Modern Data Science with R by Benjamin Baumer, Daniel Kaplan, Nicholas Horton

By Benjamin Baumer, Daniel Kaplan, Nicholas Horton

By comparing the percentage of the vote, we can control for the size of the voting population in each district. Similarly, it makes less sense to focus on the total amount of money spent, as opposed to the percentage of money spent. 8 we present the same comparison, but with both axes scaled to percentages. 7. First, there does appear to be a positive association between the percentage of money supporting a candidate and the percentage of votes that they earn. However, that relationship is of greatest interest towards the center of the plot, where elections are actually contested.

Today, the manner in which we extract meaning from data is different in two ways—both due primarily to advances in computing: 1. we are able to compute many more things than we could before, and; 2. we have a lot more data than we had before. , the bootstrap, permutation tests). The second change means that many of the data we now collect are observational—they don’t come from a designed experiment and they aren’t really sampled at random. This makes developing realistic probability models for these data much more challenging, which in turn makes formal statistical inference a more challenging (and perhaps less relevant) problem.

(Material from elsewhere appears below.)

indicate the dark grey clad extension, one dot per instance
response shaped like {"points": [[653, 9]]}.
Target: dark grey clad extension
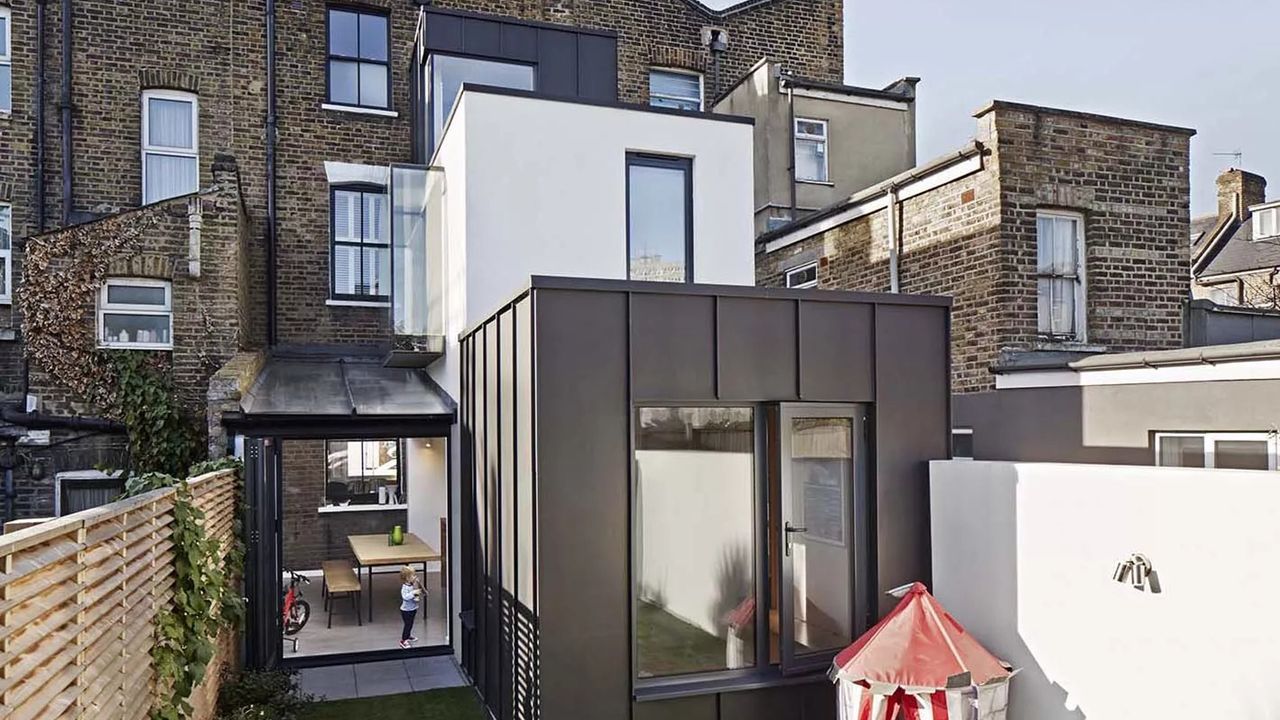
{"points": [[556, 386]]}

Our view is that it is not. First, over the last half century, a coherent set of simple data operations have been developed that can be used as the building blocks of sophisticated data wrangling processes. The trick is not mastering programming but rather learning to think in terms of these operations. Much of this book is intended to help you master such thinking. Second, it is possible to use recent developments in software to vastly reduce the amount of programming needed to use these data operations.